ボルボ、欧州でテスラ・スーパーチャージャー対応拡大。EV充電体験をさらにシームレスに進化

・欧州29カ国・2万基超のテスラ急速充電網へのアクセス拡大
・日本・韓国でNACS採用計画を推進する電動化戦略
・300万カ所超の充電ネットワークを統合する独自エコシステム

ボルボは2026年5月26日、欧州およびアジア太平洋地域におけるEVユーザー向け充電環境をさらに強化すると発表しました。欧州では2026年第4四半期から、ボルボのアプリを通じて2万基以上のテスラ・スーパーチャージャーを利用可能とし、急速充電インフラへのアクセス性を大幅に高めます。

対象となるのは欧州29カ国で、ドイツ、フランス、ノルウェー、イギリス、スウェーデン、イタリア、スペインなど主要EV市場を網羅しています。これにより、ボルボのEVオーナーは従来以上にシームレスな長距離移動が可能となります。
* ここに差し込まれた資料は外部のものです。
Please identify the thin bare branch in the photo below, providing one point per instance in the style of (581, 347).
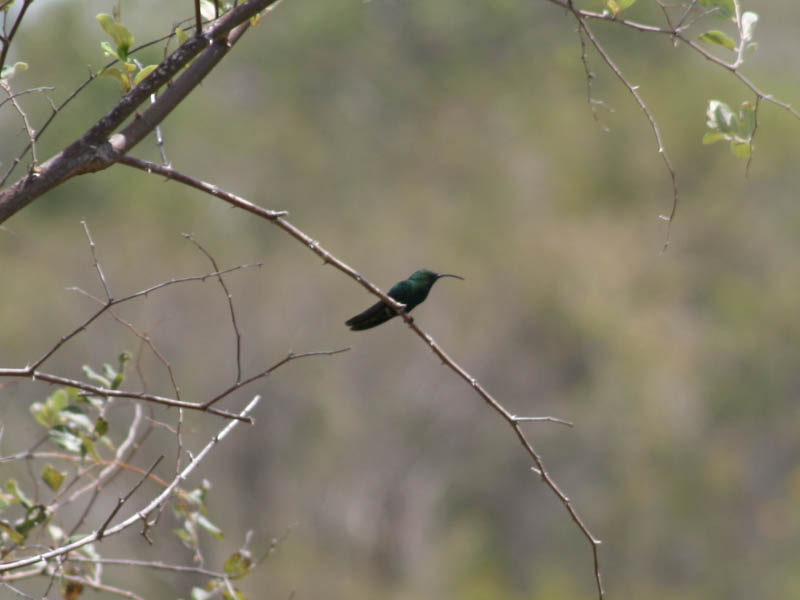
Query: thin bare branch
(229, 298)
(129, 562)
(277, 218)
(97, 266)
(108, 392)
(123, 499)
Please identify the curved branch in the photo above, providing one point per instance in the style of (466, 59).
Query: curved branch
(94, 151)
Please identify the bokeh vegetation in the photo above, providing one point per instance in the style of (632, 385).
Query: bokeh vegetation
(454, 136)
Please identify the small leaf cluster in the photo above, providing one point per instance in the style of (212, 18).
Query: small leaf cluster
(10, 70)
(130, 74)
(723, 122)
(735, 128)
(74, 422)
(190, 508)
(745, 25)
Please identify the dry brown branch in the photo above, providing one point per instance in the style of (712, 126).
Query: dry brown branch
(97, 148)
(153, 505)
(277, 218)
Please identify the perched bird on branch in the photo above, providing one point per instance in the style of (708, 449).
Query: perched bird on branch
(411, 291)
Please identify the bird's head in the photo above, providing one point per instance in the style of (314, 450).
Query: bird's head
(428, 277)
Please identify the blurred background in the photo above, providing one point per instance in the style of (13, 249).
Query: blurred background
(454, 136)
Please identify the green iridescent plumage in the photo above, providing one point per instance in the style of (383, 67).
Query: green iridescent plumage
(411, 291)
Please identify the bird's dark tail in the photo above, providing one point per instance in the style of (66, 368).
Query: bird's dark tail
(375, 315)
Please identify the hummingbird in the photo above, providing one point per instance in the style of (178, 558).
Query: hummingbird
(411, 291)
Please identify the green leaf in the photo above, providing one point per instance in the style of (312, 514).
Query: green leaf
(52, 477)
(19, 496)
(749, 20)
(73, 415)
(87, 447)
(207, 10)
(108, 50)
(720, 39)
(740, 149)
(139, 77)
(209, 526)
(185, 537)
(10, 70)
(109, 372)
(201, 594)
(100, 427)
(15, 536)
(43, 414)
(56, 533)
(720, 117)
(121, 35)
(747, 120)
(63, 436)
(722, 8)
(181, 35)
(237, 565)
(237, 595)
(33, 516)
(711, 137)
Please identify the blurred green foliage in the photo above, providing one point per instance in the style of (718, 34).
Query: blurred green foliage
(454, 136)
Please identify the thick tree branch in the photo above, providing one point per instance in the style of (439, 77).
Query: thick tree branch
(94, 151)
さらにボルボは、日本および韓国市場において、北米充電規格「NACS(North American Charging System)」への移行も計画しています。2029年までに一部モデルでNACS/SAE J3400規格を採用する方針で、将来的には両国でもテスラのスーパーチャージャーネットワークが利用可能になる見込みです。具体的な導入時期や対象車種については後日公表される予定です。

ボルボ・カーズのエネルギーソリューション責任者、アレハンドロ・カストロ・ペレス氏は、「ボルボのドライバーはすでに世界300万カ所以上の充電ポイントへアクセス可能です。欧州でテスラ・スーパーチャージャーが加わることで、世界的に認知度の高い急速充電ネットワークをより簡単に利用できるようになります」とコメントしています。

現在、ボルボのEVユーザーは北米で12万カ所以上、欧州では120万カ所以上の充電ポイントをボルボ・アプリ経由で利用可能です。北米ではすでにテスラ・スーパーチャージャーにも対応しており、今回の欧州展開によってグローバルでの利便性がさらに高まります。

ボルボは、公共充電をより統一的かつ信頼性の高いものにすることを重視しています。各地域で充電規格の標準化や相互運用性を推進することで、EV所有のハードルを下げ、「充電の手間を感じさせない体験」の実現を目指しています。

今回の発表で対象車種として挙げられたのは、EX30、EX40、EC40、EX60、EX90、そしてES90です。次世代EVラインアップを軸に、ボルボはフル電動化への歩みをさらに加速させます。

【ひとこと解説】
テスラ・スーパーチャージャー
は、独自規格のDC急速充電網で、V3は最大250kW、最新のV4は最大350kW級の高出力に対応する。車両側のプレコンディショニングにより電池温度を最適化し、0〜80%を約20〜30分で充電可能。充電スタンドはナビと連携し、空き状況・料金・到着時の残量を自動計算。V4ではケーブル延長や非テスラ車対応も進み、EV長距離移動のインフラとして拡大している。